Boyd, the manager at Lake Bengweulu, was previously a teacher. He explained that it is government policy to have a primary school every six kilometers. However, if there are not sufficient numbers or interest in a school, government would contribute 75% of the cost once the residents commit to 25% - either in money or kind. 

Brighton, one of our guides, explained that he is from the local village and said that school up to grade 6 is compulsory, but because there is not always a high school in very village, students are selected on achievement to further their studies. He said that it means you work hard to earn the opportunity to receive a high school education, which entails a government-funded boarding school. He elaborated that he went through the school system and worked extremely hard as it is a privilege to go to high school in the rural areas. It is all based on hard work and commitment.

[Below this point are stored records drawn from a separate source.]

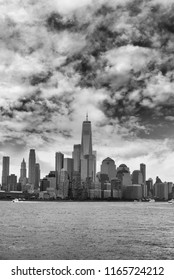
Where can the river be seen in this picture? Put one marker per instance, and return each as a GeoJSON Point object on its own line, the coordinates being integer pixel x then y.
{"type": "Point", "coordinates": [86, 230]}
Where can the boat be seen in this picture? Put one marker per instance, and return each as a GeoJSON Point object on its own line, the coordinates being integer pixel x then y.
{"type": "Point", "coordinates": [18, 200]}
{"type": "Point", "coordinates": [151, 200]}
{"type": "Point", "coordinates": [171, 201]}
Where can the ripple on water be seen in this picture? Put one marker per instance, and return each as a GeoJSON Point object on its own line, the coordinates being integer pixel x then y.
{"type": "Point", "coordinates": [81, 230]}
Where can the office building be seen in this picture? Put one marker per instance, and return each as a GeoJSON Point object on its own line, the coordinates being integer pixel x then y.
{"type": "Point", "coordinates": [63, 190]}
{"type": "Point", "coordinates": [123, 174]}
{"type": "Point", "coordinates": [37, 176]}
{"type": "Point", "coordinates": [5, 171]}
{"type": "Point", "coordinates": [59, 159]}
{"type": "Point", "coordinates": [31, 167]}
{"type": "Point", "coordinates": [161, 191]}
{"type": "Point", "coordinates": [23, 174]}
{"type": "Point", "coordinates": [76, 157]}
{"type": "Point", "coordinates": [150, 190]}
{"type": "Point", "coordinates": [44, 184]}
{"type": "Point", "coordinates": [51, 177]}
{"type": "Point", "coordinates": [137, 177]}
{"type": "Point", "coordinates": [68, 166]}
{"type": "Point", "coordinates": [23, 170]}
{"type": "Point", "coordinates": [143, 171]}
{"type": "Point", "coordinates": [108, 167]}
{"type": "Point", "coordinates": [87, 156]}
{"type": "Point", "coordinates": [12, 182]}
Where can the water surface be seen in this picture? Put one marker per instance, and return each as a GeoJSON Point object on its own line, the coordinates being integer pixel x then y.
{"type": "Point", "coordinates": [86, 230]}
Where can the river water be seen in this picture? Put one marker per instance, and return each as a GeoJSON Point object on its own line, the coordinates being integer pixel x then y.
{"type": "Point", "coordinates": [86, 230]}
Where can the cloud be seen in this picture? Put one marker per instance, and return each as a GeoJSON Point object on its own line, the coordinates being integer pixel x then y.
{"type": "Point", "coordinates": [61, 59]}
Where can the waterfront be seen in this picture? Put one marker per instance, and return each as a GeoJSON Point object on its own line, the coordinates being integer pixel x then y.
{"type": "Point", "coordinates": [86, 230]}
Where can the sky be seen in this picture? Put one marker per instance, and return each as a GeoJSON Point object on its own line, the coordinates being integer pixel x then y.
{"type": "Point", "coordinates": [114, 59]}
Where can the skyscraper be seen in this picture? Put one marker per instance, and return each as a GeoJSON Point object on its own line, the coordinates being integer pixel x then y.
{"type": "Point", "coordinates": [23, 170]}
{"type": "Point", "coordinates": [137, 177]}
{"type": "Point", "coordinates": [59, 158]}
{"type": "Point", "coordinates": [108, 167]}
{"type": "Point", "coordinates": [37, 176]}
{"type": "Point", "coordinates": [143, 171]}
{"type": "Point", "coordinates": [68, 166]}
{"type": "Point", "coordinates": [31, 167]}
{"type": "Point", "coordinates": [5, 171]}
{"type": "Point", "coordinates": [76, 157]}
{"type": "Point", "coordinates": [12, 182]}
{"type": "Point", "coordinates": [86, 141]}
{"type": "Point", "coordinates": [23, 174]}
{"type": "Point", "coordinates": [87, 156]}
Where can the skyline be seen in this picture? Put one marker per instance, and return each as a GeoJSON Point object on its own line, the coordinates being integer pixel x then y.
{"type": "Point", "coordinates": [112, 59]}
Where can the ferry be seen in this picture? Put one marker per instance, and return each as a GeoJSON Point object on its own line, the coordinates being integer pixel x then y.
{"type": "Point", "coordinates": [171, 201]}
{"type": "Point", "coordinates": [18, 200]}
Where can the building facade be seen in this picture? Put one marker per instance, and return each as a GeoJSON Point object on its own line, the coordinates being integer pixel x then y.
{"type": "Point", "coordinates": [31, 167]}
{"type": "Point", "coordinates": [5, 171]}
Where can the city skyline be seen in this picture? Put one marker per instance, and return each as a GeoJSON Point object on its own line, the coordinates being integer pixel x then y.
{"type": "Point", "coordinates": [112, 59]}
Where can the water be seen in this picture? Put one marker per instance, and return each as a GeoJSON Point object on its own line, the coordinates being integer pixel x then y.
{"type": "Point", "coordinates": [86, 230]}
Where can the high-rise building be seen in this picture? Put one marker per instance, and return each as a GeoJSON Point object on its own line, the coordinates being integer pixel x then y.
{"type": "Point", "coordinates": [143, 171]}
{"type": "Point", "coordinates": [87, 156]}
{"type": "Point", "coordinates": [31, 167]}
{"type": "Point", "coordinates": [23, 174]}
{"type": "Point", "coordinates": [37, 176]}
{"type": "Point", "coordinates": [5, 171]}
{"type": "Point", "coordinates": [23, 170]}
{"type": "Point", "coordinates": [51, 177]}
{"type": "Point", "coordinates": [137, 177]}
{"type": "Point", "coordinates": [59, 158]}
{"type": "Point", "coordinates": [76, 157]}
{"type": "Point", "coordinates": [12, 182]}
{"type": "Point", "coordinates": [68, 166]}
{"type": "Point", "coordinates": [108, 167]}
{"type": "Point", "coordinates": [63, 191]}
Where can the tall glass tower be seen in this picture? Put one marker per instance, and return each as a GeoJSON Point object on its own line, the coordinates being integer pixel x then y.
{"type": "Point", "coordinates": [87, 155]}
{"type": "Point", "coordinates": [86, 142]}
{"type": "Point", "coordinates": [23, 170]}
{"type": "Point", "coordinates": [31, 167]}
{"type": "Point", "coordinates": [5, 171]}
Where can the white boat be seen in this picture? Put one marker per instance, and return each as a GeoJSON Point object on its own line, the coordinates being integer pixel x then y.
{"type": "Point", "coordinates": [151, 200]}
{"type": "Point", "coordinates": [171, 201]}
{"type": "Point", "coordinates": [18, 200]}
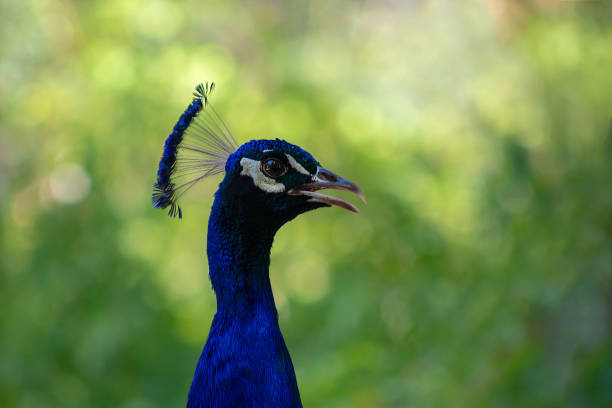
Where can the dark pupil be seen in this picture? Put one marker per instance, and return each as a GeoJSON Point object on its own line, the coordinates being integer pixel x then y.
{"type": "Point", "coordinates": [274, 168]}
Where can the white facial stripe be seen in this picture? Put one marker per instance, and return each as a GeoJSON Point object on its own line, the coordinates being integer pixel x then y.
{"type": "Point", "coordinates": [252, 168]}
{"type": "Point", "coordinates": [297, 165]}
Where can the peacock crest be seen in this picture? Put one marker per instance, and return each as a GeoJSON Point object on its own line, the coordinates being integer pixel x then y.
{"type": "Point", "coordinates": [198, 147]}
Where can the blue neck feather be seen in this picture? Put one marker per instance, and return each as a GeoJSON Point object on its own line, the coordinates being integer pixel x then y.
{"type": "Point", "coordinates": [245, 362]}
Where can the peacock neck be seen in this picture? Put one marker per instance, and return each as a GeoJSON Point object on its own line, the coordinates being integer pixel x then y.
{"type": "Point", "coordinates": [245, 362]}
{"type": "Point", "coordinates": [239, 243]}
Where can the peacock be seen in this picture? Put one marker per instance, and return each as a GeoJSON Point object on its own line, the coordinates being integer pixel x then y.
{"type": "Point", "coordinates": [245, 361]}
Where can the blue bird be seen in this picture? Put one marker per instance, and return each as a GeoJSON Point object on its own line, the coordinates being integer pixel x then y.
{"type": "Point", "coordinates": [245, 362]}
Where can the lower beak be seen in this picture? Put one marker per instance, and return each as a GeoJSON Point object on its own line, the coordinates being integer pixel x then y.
{"type": "Point", "coordinates": [325, 179]}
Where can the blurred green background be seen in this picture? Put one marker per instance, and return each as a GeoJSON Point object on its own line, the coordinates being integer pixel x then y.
{"type": "Point", "coordinates": [478, 274]}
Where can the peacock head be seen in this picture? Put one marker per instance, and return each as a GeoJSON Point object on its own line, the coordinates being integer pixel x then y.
{"type": "Point", "coordinates": [277, 178]}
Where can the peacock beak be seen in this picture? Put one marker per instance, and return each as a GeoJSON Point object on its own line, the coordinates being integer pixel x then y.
{"type": "Point", "coordinates": [325, 179]}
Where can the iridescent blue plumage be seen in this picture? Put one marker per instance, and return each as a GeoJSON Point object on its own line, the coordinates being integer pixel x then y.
{"type": "Point", "coordinates": [245, 362]}
{"type": "Point", "coordinates": [205, 142]}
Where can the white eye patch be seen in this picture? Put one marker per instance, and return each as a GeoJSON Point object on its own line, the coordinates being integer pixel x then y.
{"type": "Point", "coordinates": [252, 168]}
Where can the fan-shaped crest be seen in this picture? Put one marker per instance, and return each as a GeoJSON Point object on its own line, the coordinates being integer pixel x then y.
{"type": "Point", "coordinates": [198, 147]}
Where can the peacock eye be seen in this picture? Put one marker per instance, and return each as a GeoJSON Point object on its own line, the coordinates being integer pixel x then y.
{"type": "Point", "coordinates": [273, 167]}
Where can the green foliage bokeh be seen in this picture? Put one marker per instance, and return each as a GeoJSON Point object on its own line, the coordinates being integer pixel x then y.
{"type": "Point", "coordinates": [478, 274]}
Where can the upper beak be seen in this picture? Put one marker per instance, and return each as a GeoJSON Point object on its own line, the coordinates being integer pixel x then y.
{"type": "Point", "coordinates": [326, 179]}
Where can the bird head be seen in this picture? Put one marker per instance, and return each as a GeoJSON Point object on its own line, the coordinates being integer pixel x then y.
{"type": "Point", "coordinates": [282, 179]}
{"type": "Point", "coordinates": [274, 177]}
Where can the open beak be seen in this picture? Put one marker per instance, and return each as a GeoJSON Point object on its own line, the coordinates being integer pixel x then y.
{"type": "Point", "coordinates": [325, 179]}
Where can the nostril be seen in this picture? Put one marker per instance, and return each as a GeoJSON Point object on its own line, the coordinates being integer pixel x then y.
{"type": "Point", "coordinates": [327, 175]}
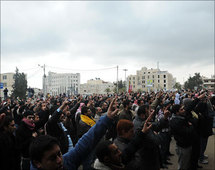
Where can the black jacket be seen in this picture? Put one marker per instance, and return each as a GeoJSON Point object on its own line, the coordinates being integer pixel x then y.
{"type": "Point", "coordinates": [9, 153]}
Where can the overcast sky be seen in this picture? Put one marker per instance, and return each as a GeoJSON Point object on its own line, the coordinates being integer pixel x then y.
{"type": "Point", "coordinates": [92, 38]}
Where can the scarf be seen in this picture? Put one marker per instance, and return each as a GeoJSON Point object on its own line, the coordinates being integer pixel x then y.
{"type": "Point", "coordinates": [89, 121]}
{"type": "Point", "coordinates": [29, 124]}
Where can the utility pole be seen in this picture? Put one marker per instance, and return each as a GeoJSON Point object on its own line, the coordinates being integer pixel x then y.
{"type": "Point", "coordinates": [117, 87]}
{"type": "Point", "coordinates": [44, 77]}
{"type": "Point", "coordinates": [125, 79]}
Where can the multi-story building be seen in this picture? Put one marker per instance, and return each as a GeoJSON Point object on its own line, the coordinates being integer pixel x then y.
{"type": "Point", "coordinates": [97, 86]}
{"type": "Point", "coordinates": [59, 83]}
{"type": "Point", "coordinates": [7, 79]}
{"type": "Point", "coordinates": [151, 79]}
{"type": "Point", "coordinates": [209, 83]}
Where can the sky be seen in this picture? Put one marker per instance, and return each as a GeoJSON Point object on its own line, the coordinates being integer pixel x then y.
{"type": "Point", "coordinates": [93, 38]}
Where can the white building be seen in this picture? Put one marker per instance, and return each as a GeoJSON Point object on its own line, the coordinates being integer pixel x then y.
{"type": "Point", "coordinates": [8, 80]}
{"type": "Point", "coordinates": [151, 79]}
{"type": "Point", "coordinates": [59, 83]}
{"type": "Point", "coordinates": [209, 83]}
{"type": "Point", "coordinates": [97, 86]}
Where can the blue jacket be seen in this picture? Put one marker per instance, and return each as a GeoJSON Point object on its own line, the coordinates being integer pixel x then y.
{"type": "Point", "coordinates": [73, 158]}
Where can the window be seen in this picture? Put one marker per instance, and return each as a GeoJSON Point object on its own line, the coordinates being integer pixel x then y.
{"type": "Point", "coordinates": [4, 77]}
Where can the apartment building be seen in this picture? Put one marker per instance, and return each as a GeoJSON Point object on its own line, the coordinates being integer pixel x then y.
{"type": "Point", "coordinates": [209, 83]}
{"type": "Point", "coordinates": [59, 83]}
{"type": "Point", "coordinates": [97, 86]}
{"type": "Point", "coordinates": [7, 81]}
{"type": "Point", "coordinates": [151, 79]}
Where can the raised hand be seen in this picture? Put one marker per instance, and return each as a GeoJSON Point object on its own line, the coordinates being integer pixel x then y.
{"type": "Point", "coordinates": [166, 113]}
{"type": "Point", "coordinates": [147, 124]}
{"type": "Point", "coordinates": [112, 112]}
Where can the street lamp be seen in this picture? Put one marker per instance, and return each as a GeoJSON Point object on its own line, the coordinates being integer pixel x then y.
{"type": "Point", "coordinates": [125, 78]}
{"type": "Point", "coordinates": [44, 76]}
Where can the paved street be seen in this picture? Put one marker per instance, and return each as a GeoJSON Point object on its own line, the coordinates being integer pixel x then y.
{"type": "Point", "coordinates": [210, 151]}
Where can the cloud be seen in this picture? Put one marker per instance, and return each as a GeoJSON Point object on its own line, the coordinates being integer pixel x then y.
{"type": "Point", "coordinates": [105, 34]}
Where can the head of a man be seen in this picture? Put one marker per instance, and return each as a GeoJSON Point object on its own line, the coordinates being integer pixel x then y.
{"type": "Point", "coordinates": [127, 104]}
{"type": "Point", "coordinates": [125, 129]}
{"type": "Point", "coordinates": [143, 111]}
{"type": "Point", "coordinates": [108, 153]}
{"type": "Point", "coordinates": [45, 153]}
{"type": "Point", "coordinates": [8, 125]}
{"type": "Point", "coordinates": [178, 109]}
{"type": "Point", "coordinates": [86, 111]}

One thing we have noticed in the rural areas is that villages are spotless. Chris, the manager at Kasanka Trust clarified it by explaining that most of the rural areas are under tribal authority. However, the chiefs are usually adamant that villages be kept clean and they fine their subjects for littering. Chris told of some chiefs that he is aware of who insist on their subject building their own toilets as the environment should be preserved.  

Noticing all the bags of grain and even some charcoal being collected at the side of the national road, Boyd, who also participates in this scheme, explained that government makes seed available. They will then purchase the grain that a village has in excess of their own use. Incidentally, Zambia had a record 3.2-million ton crop in 2014 and Business Day of 23 March 2015 reported that Zambia planned to sell at least a third of its record maize crop to neighboring countries where drought and floods have destroyed its grain which served as staple food.  

Robert Guest, who wrote in the Shackled Continent (2005:p194) how the then Zambian president Levy Mwanawasa rejected American food aid during the famine in 2002, because the shipment of maize and soya that was sent was genetically modified and he refused to give his people 'poison.' Those of us who follow debates on healthy foods, will know about the controversy surrounding America's Monsanto, the world's largest suppliers of seed and the way they control the world through their genetically modified approach. Garry and I honor a president who holds the health of his nation as a priority, even in the time of drought.

Beautiful sunrises and sunsets
Our trip was regarded as highly successful, as I saw my son who works in Lusaka and Garry saw a Shoebill, an endangered bird species of which there are only about 500 in the world. The Zambians hold this endangered bird in high regards as extensive research is conducted to learn about its habitat and behavior. We saw bird species we haven't seen before and the Bengweulu is also home to the Lechwe (a buck species) of which 75 000 are living on the plains around this 15,000 square kilometer wetland. Poaching is not tolerated in Zambia and Brighton explained that they have a program where poachers serving jail time are educated about the value of the environment in an attempt to change their behavior and to get them to understand why they are being punished.  


Dinner in Lusaka

The beautiful Shoebill
 It is often said that Africa is a continent of bribery and corruption. That may be true, but then bribery is not only limited to Africa, but is found in many other parts of the world. Speedy services may become speedier with a monetary reward, but in general Zambia enforces its laws. We saw that with the police presence on the national roads - not to trap people or extract bribes, but to calm the traffic in an attempt to lower the accident rate, considering this country's position as the through road that links all parts of Africa. So much traffic...huge trucks...but it showed us that Africa is hard at work.  It was a worthwhile holiday, one without the stress of theft, being harassed by beggars or encountering violence as this kind of behavior is not commonly part of the Zambian nation. We trust and pray that all the development and progress in Zambia will not change the essence of this nation, and that money and greed will not become their god as we have seen elsewhere on our beloved continent.